With her hard work and years of dedication, she’s got schools bending over backwards to get her on their tumbling teams. Madi Rushing is always pushing herself.
She’s been training hard for years. She jokes that, at this point, it seems like her whole family is involved in the sport.
"I get home and it’s like ‘Oh! How’d your practice go? Do you have a video for me?’” Madi said.
But she has a second family, too. Her teammates are like siblings, and the gymnasts there joke her coach, Christy Kearns, is like a second mom.
"These kids I’ve had, mostly, well when they started walking they were able to come in and tumble," said Kearns.
In high school, Madi flipped to acrobatics and tumbling, a twist on traditional gymnastics using floor skills in a group.
"Not very many gymnasts get scholarships for gymnastics, so I’d say this sport opens up a lot more doors for gymnasts," Madi said.

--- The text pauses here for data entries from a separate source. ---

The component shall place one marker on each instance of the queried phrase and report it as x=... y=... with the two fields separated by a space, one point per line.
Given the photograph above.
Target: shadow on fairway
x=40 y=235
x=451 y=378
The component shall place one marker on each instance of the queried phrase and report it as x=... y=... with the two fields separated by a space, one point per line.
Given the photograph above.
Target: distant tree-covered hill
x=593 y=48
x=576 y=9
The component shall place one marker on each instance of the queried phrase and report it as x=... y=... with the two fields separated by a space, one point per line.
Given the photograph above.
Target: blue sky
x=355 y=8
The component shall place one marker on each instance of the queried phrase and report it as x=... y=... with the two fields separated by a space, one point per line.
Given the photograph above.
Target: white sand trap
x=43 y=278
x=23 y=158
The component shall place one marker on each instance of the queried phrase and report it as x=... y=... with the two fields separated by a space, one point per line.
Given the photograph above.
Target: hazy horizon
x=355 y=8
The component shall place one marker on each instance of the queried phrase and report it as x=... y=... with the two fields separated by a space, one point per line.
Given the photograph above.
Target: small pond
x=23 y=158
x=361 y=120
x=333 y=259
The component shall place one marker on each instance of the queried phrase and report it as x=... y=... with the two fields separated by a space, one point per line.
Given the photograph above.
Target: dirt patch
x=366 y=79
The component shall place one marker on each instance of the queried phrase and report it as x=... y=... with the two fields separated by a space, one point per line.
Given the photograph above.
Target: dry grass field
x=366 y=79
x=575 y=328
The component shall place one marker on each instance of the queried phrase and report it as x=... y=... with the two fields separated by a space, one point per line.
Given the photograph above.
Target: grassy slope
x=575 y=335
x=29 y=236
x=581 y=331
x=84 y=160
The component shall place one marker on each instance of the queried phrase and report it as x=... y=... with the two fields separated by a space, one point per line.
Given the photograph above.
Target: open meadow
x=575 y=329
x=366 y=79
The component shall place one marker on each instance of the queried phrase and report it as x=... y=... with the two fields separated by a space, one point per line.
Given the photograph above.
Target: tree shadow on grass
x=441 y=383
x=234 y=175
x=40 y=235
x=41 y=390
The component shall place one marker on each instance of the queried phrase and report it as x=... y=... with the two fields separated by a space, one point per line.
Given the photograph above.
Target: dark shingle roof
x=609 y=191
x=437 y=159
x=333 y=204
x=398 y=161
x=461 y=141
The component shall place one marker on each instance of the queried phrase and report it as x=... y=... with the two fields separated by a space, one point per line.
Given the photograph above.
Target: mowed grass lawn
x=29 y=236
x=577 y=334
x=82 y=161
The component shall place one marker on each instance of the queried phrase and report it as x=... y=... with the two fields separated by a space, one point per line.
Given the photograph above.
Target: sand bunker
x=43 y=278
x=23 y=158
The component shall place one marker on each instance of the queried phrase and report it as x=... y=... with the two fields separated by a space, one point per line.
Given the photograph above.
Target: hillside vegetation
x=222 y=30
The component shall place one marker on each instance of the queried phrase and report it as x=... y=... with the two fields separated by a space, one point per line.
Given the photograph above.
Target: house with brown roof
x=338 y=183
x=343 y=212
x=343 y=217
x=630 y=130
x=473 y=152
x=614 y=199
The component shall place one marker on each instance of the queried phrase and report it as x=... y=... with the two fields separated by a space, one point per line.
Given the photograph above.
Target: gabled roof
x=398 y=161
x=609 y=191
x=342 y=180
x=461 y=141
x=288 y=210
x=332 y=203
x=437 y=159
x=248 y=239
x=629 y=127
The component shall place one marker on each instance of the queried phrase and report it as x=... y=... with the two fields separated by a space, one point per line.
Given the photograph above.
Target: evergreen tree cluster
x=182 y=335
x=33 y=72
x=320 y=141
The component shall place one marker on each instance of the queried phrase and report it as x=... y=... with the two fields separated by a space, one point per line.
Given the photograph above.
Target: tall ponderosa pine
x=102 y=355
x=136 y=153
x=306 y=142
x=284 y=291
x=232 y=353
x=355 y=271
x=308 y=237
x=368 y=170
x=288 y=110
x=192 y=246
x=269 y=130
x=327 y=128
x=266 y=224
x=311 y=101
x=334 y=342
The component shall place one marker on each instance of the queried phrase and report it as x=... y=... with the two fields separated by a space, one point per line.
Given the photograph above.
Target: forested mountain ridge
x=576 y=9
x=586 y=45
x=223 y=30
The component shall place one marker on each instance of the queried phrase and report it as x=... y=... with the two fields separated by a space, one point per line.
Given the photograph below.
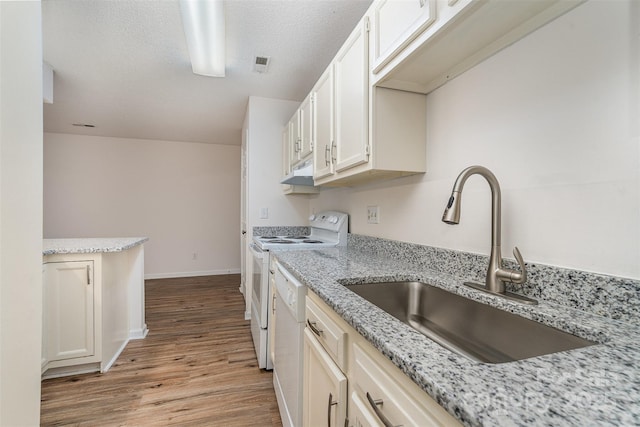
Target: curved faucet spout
x=496 y=275
x=452 y=212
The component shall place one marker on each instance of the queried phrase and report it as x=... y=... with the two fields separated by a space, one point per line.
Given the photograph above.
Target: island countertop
x=596 y=385
x=90 y=245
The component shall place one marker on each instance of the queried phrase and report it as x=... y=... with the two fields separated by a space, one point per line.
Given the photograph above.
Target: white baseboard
x=191 y=274
x=138 y=334
x=105 y=367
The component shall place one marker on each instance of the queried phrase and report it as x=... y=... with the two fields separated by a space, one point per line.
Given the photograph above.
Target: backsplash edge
x=609 y=296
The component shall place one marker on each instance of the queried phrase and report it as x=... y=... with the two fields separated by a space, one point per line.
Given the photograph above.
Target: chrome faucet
x=496 y=274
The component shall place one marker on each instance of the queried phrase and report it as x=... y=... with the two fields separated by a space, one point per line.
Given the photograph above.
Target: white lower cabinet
x=93 y=303
x=379 y=393
x=325 y=387
x=69 y=313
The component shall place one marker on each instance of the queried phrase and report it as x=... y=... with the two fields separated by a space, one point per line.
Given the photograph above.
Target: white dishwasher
x=287 y=364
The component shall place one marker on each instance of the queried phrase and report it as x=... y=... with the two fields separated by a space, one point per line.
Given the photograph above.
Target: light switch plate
x=373 y=214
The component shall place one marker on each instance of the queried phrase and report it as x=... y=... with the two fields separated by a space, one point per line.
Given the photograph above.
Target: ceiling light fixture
x=203 y=22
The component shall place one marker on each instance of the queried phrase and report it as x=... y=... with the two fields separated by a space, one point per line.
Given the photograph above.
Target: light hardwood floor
x=197 y=367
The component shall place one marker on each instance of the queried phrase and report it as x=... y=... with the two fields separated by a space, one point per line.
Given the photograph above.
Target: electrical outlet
x=373 y=214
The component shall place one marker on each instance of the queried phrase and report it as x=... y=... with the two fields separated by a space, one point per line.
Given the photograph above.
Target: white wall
x=184 y=196
x=265 y=121
x=555 y=117
x=20 y=212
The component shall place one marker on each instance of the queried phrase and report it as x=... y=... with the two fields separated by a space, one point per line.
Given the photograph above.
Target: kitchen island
x=93 y=302
x=596 y=385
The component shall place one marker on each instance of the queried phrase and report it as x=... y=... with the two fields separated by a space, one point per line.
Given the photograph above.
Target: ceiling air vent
x=261 y=64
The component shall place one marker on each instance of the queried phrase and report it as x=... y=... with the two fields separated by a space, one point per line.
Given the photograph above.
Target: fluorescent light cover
x=203 y=22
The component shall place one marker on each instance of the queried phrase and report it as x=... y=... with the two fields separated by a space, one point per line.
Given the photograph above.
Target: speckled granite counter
x=597 y=385
x=90 y=245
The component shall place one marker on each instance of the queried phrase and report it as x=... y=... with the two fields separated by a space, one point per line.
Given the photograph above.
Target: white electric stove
x=327 y=229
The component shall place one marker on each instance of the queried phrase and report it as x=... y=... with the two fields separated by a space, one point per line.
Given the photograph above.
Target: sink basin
x=477 y=331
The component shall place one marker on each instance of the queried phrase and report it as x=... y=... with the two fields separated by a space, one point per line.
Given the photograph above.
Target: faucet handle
x=513 y=276
x=519 y=277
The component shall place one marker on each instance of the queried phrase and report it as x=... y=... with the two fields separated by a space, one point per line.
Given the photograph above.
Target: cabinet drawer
x=392 y=400
x=329 y=333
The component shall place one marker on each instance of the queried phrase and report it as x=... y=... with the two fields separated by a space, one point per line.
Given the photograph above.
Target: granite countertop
x=90 y=245
x=596 y=385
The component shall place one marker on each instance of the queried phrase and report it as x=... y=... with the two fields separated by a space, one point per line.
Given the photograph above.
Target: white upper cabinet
x=305 y=146
x=294 y=139
x=323 y=125
x=456 y=36
x=395 y=23
x=351 y=67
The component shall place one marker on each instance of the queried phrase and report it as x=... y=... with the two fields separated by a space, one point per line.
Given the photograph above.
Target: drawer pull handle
x=374 y=405
x=329 y=405
x=312 y=326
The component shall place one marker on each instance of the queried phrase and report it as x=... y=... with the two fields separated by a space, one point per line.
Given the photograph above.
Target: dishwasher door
x=287 y=365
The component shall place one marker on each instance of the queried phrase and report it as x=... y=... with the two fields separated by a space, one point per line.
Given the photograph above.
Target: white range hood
x=301 y=175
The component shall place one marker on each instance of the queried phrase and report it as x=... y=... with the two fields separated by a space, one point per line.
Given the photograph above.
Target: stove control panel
x=329 y=220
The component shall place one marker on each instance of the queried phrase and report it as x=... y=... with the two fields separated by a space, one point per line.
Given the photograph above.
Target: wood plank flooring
x=197 y=367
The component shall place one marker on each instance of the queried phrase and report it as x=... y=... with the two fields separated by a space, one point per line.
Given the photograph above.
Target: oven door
x=260 y=285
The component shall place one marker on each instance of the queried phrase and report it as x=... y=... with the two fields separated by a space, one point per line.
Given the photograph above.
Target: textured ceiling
x=123 y=65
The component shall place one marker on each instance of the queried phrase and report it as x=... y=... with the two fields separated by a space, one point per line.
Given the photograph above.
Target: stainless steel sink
x=477 y=331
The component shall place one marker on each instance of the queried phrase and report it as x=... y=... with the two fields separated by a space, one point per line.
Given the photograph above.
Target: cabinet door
x=352 y=100
x=384 y=397
x=306 y=127
x=286 y=151
x=323 y=125
x=325 y=387
x=69 y=308
x=395 y=24
x=360 y=415
x=294 y=139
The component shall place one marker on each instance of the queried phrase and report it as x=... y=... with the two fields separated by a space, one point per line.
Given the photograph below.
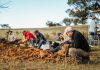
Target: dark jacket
x=40 y=37
x=79 y=41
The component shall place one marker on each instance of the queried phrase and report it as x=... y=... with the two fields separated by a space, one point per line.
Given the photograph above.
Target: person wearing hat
x=11 y=36
x=92 y=30
x=30 y=39
x=78 y=47
x=40 y=39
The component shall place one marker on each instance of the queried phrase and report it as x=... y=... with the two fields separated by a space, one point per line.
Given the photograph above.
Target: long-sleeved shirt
x=79 y=41
x=29 y=36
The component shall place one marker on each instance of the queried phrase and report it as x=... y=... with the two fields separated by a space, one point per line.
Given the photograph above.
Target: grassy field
x=26 y=65
x=50 y=32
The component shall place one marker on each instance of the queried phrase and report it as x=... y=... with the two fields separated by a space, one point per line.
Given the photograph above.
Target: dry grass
x=27 y=65
x=30 y=65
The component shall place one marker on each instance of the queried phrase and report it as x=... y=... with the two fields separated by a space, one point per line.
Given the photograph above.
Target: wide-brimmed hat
x=68 y=29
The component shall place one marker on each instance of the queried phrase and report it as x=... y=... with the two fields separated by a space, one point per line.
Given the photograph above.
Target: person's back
x=79 y=41
x=29 y=36
x=92 y=26
x=11 y=36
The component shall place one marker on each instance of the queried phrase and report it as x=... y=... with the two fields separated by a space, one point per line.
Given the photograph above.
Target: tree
x=67 y=21
x=82 y=9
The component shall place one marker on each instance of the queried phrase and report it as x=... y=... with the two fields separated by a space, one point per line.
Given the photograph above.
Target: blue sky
x=33 y=13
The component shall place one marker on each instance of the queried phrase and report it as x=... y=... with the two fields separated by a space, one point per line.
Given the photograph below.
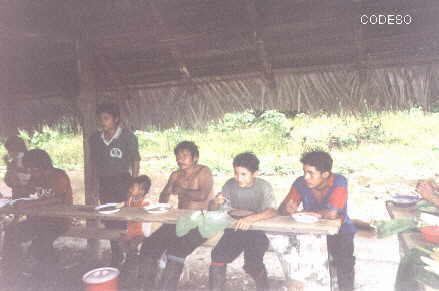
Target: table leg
x=304 y=260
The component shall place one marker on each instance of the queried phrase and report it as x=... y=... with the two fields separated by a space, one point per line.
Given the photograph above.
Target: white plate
x=4 y=202
x=107 y=211
x=165 y=208
x=305 y=217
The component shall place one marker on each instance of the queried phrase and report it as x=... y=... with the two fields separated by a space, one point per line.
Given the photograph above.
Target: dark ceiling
x=138 y=42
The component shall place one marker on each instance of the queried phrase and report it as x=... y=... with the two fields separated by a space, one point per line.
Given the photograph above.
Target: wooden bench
x=115 y=234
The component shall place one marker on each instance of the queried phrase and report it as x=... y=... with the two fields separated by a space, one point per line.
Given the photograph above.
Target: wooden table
x=310 y=239
x=409 y=239
x=279 y=224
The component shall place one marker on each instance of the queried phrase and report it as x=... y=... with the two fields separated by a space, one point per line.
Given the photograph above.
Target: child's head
x=317 y=167
x=246 y=167
x=140 y=185
x=108 y=115
x=186 y=154
x=15 y=145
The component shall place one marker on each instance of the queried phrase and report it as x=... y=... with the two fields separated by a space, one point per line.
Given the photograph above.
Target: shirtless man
x=52 y=187
x=192 y=184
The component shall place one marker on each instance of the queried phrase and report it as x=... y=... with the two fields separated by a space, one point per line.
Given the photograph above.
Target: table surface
x=278 y=224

In just a few months, her hands and feet will be flipping on a new floor as she takes an acrobatics scholarship.
Madi will take the floor at Fairmont State University in West Virginia in the fall, one of the few colleges in the country offering the new program.
But Kearns says Madi’s hard work won’t just pay off for her, but also for the other kids training. She says many will follow Madi’s lead into the sport.
"I foresee this getting bigger and bigger, which is exciting that she’s kind of on the forefront of this growing sport," Coach Christy said.
Even if she takes a tumble, Madi’s got plenty of support behind her, ready to back her up.
Fairmont State University, the school Madi will attend, is one of just 13 colleges across the country with a competitive acrobatics and tumbling program, according to USA Gymnastics.